Pray About Everything

Preacher:
Date: August 8, 2016

Bible Text: John 16:24 | Speaker: Dr. Harold J. Sala | Series: Guidelines For Living | Until now you have not asked for anything in my name. Ask and you will receive, and your joy will be complete. John 16:24

There is a popular belief today that if you really want something and pray about it, you will receive what you ask for.  After all, people reason, didn’t Jesus say, “You may ask me for anything in my name, and I will do it” (John 14:14)?

Vast numbers of people are convinced that prayer is as simple as asking and receiving—no strings attached. Get in your order, and stand over at the pick-up desk.

I’m thinking of some of the prayer requests that have been sent to our Guidelines’ office. Believe it or not, we received one from a woman who asked that her husband would find a “permanent mistress” so he would not be attracted to prostitutes and contract a sexually transmitted disease.  Preceding that was a prayer request from a man asking us to pray that his girlfriend, who is married to another man and has a family, would divorce her husband so he could marry her.

Another Guidelines’ listener is in a flower business, and she requested that we pray that more people would die so she could sell more floral wreaths to the mortician.  (No, we have not heard from morticians asking that their business increase, but I’ve wondered about that one). You may smile seeing the humor of that, but I’ll tell you for sure there would be nothing funny about the absolute chaos that would result from God’s giving us everything we ask for.

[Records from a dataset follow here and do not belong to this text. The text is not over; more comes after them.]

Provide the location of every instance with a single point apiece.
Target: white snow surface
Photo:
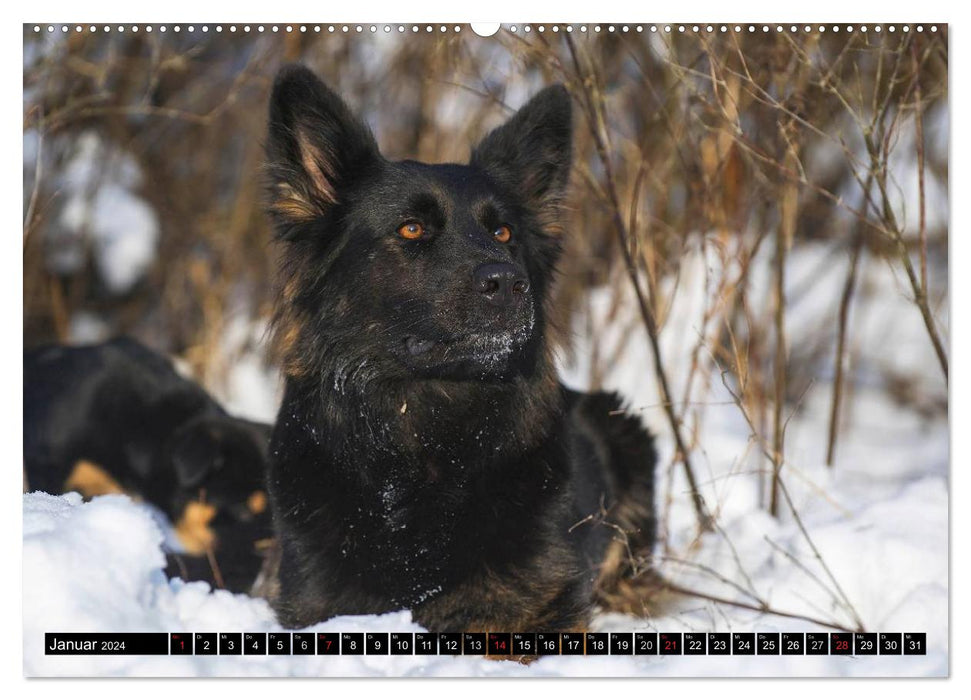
(879, 520)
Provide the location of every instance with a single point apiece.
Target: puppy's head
(220, 462)
(406, 270)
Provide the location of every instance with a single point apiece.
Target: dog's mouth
(417, 347)
(475, 353)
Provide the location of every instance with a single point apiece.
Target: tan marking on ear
(264, 544)
(318, 168)
(256, 502)
(291, 205)
(193, 527)
(90, 480)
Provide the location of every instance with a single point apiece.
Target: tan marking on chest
(90, 480)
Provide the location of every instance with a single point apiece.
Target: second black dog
(118, 418)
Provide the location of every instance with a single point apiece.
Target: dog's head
(407, 270)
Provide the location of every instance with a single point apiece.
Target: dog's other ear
(315, 146)
(531, 153)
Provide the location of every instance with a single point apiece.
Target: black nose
(501, 284)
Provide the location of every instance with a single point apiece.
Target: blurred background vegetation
(144, 213)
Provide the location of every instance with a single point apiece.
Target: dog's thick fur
(117, 418)
(425, 455)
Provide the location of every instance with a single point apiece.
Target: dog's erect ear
(531, 153)
(315, 146)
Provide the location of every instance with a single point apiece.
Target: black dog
(425, 455)
(117, 417)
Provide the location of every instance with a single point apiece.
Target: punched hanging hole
(485, 29)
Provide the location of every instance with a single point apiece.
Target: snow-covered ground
(879, 520)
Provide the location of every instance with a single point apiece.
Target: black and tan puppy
(426, 455)
(118, 418)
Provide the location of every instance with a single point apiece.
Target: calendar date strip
(500, 644)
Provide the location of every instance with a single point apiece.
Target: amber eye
(411, 230)
(502, 234)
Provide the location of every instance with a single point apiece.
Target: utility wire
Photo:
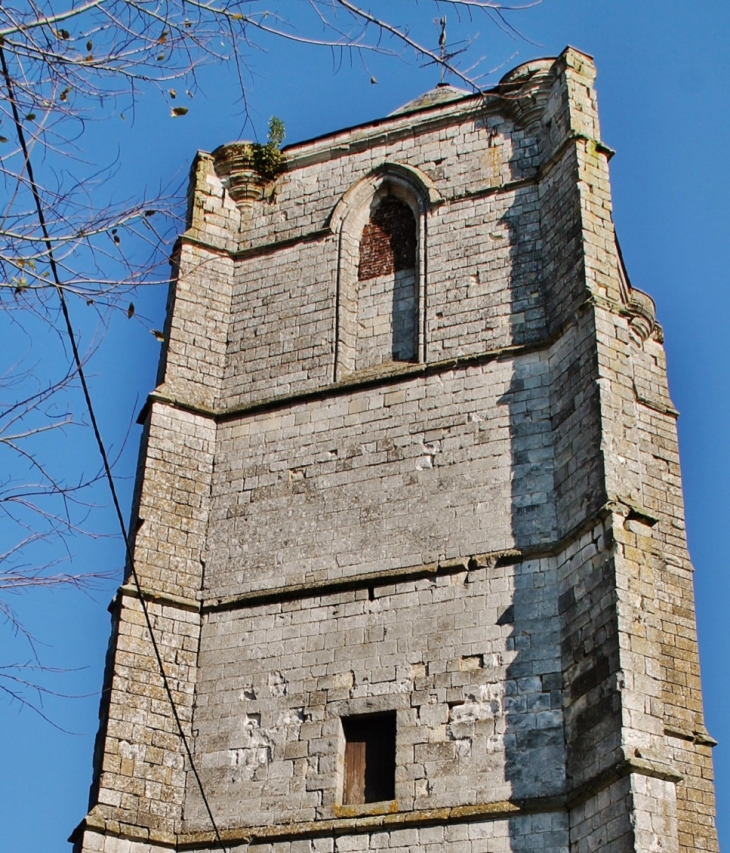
(97, 434)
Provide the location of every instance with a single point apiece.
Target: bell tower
(409, 512)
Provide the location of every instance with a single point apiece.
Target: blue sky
(663, 83)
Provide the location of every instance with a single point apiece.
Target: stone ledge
(257, 598)
(388, 818)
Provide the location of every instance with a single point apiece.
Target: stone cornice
(382, 816)
(294, 591)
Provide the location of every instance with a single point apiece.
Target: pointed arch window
(387, 291)
(381, 278)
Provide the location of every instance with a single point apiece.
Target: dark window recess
(369, 759)
(388, 242)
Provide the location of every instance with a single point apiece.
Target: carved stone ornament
(234, 165)
(525, 90)
(642, 314)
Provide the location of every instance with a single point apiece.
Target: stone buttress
(409, 512)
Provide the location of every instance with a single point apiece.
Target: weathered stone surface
(412, 451)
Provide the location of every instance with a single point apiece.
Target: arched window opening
(387, 291)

There is absolutely no questioning the fact that prayer is powerful and that God does answer the earnest prayer of a man who has been justified in His sight. A generation ago John Rice entitled his book on prayer, Asking and Receiving, demonstrating that we as His children knock on heaven’s door with our petitions and because we are His children, He bountifully showers His grace and goodness upon us.

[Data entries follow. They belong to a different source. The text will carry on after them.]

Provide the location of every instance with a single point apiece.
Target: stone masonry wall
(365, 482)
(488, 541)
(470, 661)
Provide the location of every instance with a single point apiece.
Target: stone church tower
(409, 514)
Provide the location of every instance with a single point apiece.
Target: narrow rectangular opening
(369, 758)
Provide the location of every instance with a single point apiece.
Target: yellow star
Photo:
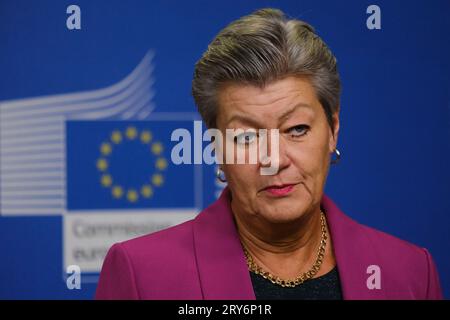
(146, 136)
(131, 133)
(157, 148)
(106, 180)
(116, 137)
(102, 164)
(146, 191)
(161, 163)
(157, 179)
(117, 192)
(132, 195)
(105, 148)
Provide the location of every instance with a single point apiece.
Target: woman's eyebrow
(282, 118)
(285, 115)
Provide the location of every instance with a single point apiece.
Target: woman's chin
(283, 214)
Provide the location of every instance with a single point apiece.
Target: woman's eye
(245, 138)
(299, 131)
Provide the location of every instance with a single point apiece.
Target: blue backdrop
(395, 118)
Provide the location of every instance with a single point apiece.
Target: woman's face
(305, 143)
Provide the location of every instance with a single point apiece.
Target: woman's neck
(283, 249)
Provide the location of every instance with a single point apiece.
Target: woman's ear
(334, 132)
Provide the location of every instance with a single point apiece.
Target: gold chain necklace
(253, 267)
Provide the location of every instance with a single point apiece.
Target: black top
(325, 287)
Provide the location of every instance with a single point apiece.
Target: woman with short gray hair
(274, 236)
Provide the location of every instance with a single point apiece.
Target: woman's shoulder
(172, 240)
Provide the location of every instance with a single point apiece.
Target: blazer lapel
(221, 262)
(353, 253)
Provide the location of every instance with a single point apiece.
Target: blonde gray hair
(262, 47)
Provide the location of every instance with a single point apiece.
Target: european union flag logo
(126, 164)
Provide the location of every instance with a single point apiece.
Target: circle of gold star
(156, 180)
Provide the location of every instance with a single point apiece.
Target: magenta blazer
(203, 259)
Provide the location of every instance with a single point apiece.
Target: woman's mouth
(281, 190)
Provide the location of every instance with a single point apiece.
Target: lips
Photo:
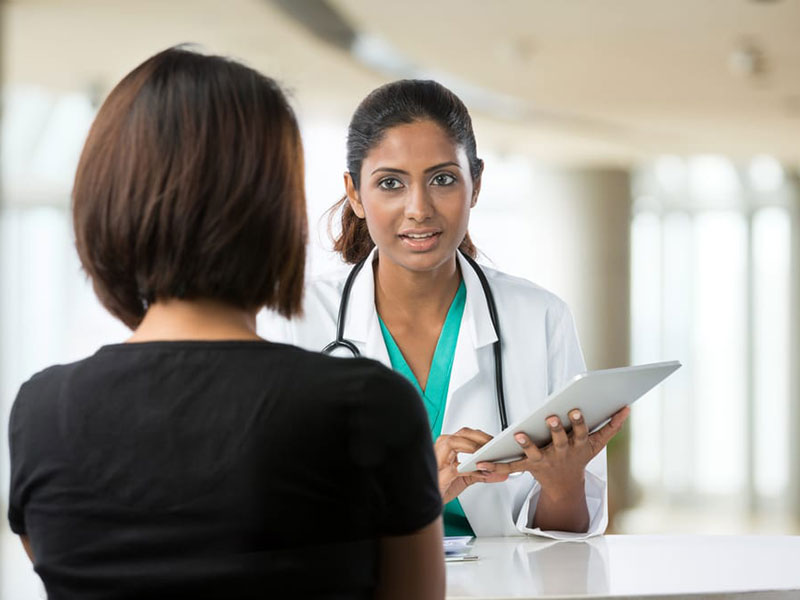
(420, 241)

When you pray, however, there are three questions that you need to ask yourself. First, ask, “Is what I’m asking God to do consistent with what God has revealed in His Word?”  God cannot contradict Himself.  The second question is the flip-side of the first one. It is this: “Am I praying for God’s will in this whole matter?”  Of course, we are to ask in faith, believing that God will honor His Word, yet the highest form of faith is praying as did Jesus, “Not my will but yours be done.” When you pray for God’s will and what you are praying for appears to be consistent with what God tells you in His Word, you can pray with greater confidence.

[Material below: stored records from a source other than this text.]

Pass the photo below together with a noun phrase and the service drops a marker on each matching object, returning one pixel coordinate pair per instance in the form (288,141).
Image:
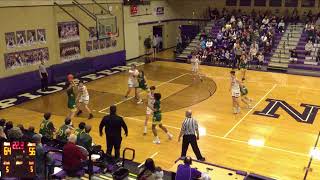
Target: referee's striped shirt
(189,126)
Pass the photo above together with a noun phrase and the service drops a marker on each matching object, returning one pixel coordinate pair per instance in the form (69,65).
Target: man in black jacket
(113,124)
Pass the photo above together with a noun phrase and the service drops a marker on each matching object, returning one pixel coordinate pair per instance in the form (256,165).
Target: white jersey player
(133,83)
(195,62)
(235,92)
(150,108)
(83,99)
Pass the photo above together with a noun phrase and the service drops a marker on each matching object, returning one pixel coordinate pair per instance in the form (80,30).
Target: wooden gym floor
(224,136)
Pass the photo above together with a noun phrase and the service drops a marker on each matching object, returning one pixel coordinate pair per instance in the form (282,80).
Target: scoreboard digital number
(18,159)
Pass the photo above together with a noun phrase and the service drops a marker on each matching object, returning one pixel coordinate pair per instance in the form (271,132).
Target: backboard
(106,26)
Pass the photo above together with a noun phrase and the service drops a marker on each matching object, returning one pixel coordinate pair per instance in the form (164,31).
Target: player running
(244,95)
(195,62)
(157,119)
(83,99)
(133,83)
(235,92)
(149,111)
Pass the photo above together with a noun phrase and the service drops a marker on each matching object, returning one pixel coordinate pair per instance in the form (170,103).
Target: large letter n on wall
(307,116)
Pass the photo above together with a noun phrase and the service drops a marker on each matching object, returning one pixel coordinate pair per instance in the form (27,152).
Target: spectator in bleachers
(47,128)
(80,129)
(185,171)
(150,171)
(15,134)
(2,122)
(8,126)
(73,159)
(40,157)
(281,26)
(308,48)
(64,131)
(84,139)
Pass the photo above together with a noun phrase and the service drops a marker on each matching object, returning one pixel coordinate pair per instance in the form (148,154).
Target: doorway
(158,31)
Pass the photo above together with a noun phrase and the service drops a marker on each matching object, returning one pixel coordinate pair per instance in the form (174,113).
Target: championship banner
(68,31)
(26,58)
(70,51)
(159,11)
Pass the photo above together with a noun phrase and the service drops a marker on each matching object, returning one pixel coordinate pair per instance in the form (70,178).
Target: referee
(190,133)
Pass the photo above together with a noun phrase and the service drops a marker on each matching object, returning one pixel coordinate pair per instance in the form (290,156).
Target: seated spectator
(28,134)
(62,134)
(2,122)
(47,129)
(15,134)
(265,20)
(184,171)
(150,171)
(84,139)
(293,55)
(8,126)
(40,157)
(281,26)
(308,47)
(80,129)
(72,159)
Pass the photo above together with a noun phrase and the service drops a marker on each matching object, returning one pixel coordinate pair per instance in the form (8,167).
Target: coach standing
(113,124)
(190,133)
(43,76)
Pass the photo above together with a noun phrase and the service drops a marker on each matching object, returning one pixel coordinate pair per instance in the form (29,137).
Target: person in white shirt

Does God ever give you what you have asked for when it is less than His best for you?  Psalm 106, a passage that reviews the 40 years God’s people walked in the desert, contains a sobering reference to this. It says, “So he [God]  gave them what they asked for, but sent a wasting disease among them” (Psalm 106:15).There is a second best, and altogether too often we are willing to settle for it instead of his very best.

Then you should ask, “Will God be glorified in what I’m asking Him to do?”  Praying that you win your game means someone else loses. Praying that your golf game is better than your opponent’s is suspect, and asking God to let you catch the biggest fish falls outside the lines of respectable requests.

Take heart in what John wrote, “This is the confidence we have in approaching God: that if we ask anything according to his will, he hears us. And if we know that he hears us—whatever we ask—we know that we have what we asked of him” (1 John 5:14-15).  That’s enough.